According to the report, the country's GDP has expanded after two consecutive quarters of contraction. The one percent growth in the second quarter followed a 3.2 percent decrease in the first quarter and a 1.4 percent drop in the last quarter of 2008.
Exports, which account for about 45 percent of GDP, were 5.8 percent up in the second quarter, private consumption increased by4.4 percent and public consumption rose by 19.8 percent, said CBS.
A recession is officially defined with two consecutive quarters of GDP contraction, and GDP is the market value of all final goods and services made within the borders of a country in a year.

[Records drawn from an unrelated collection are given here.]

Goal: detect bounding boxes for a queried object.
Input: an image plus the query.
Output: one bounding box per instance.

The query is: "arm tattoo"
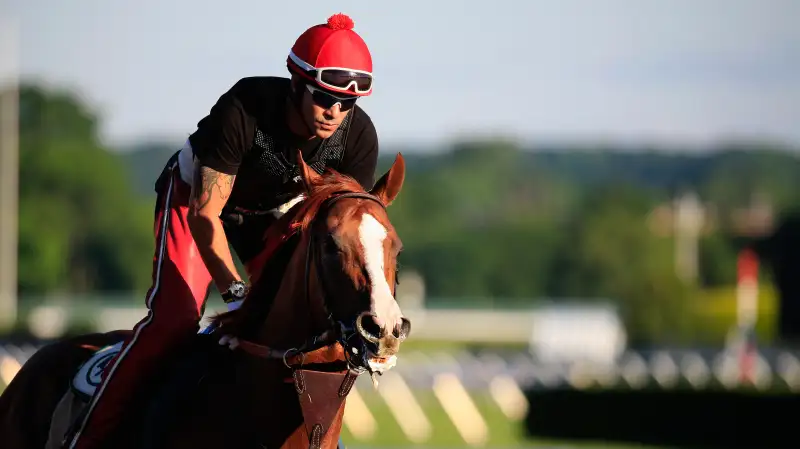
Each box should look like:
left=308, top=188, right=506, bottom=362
left=192, top=167, right=234, bottom=211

Israeli Finance Minister Yuval Steinitz on Sunday said the growth is "one more encouraging sign among a series of positive signs that we have received in recent weeks that show there is stability in the economy."
"At the same time, it's too early to declare an end to the crisis and emergence from the recession," Steinitz was quoted by local daily Ha'aretz as saying.
Meanwhile, Israeli Prime Minister Benjamin Netanyahu expressed satisfaction over the economic data that shows Israel's economy has returned to growth.
"The aggregate data from the most recent quarters indicates that the situation of the Israeli economy is better than those of the world's leading economies," Netanyahu said, noting that he, together with Steinitz, will continue to lead a consistent economic policy that encourages both growth and stability in the Israeli economy.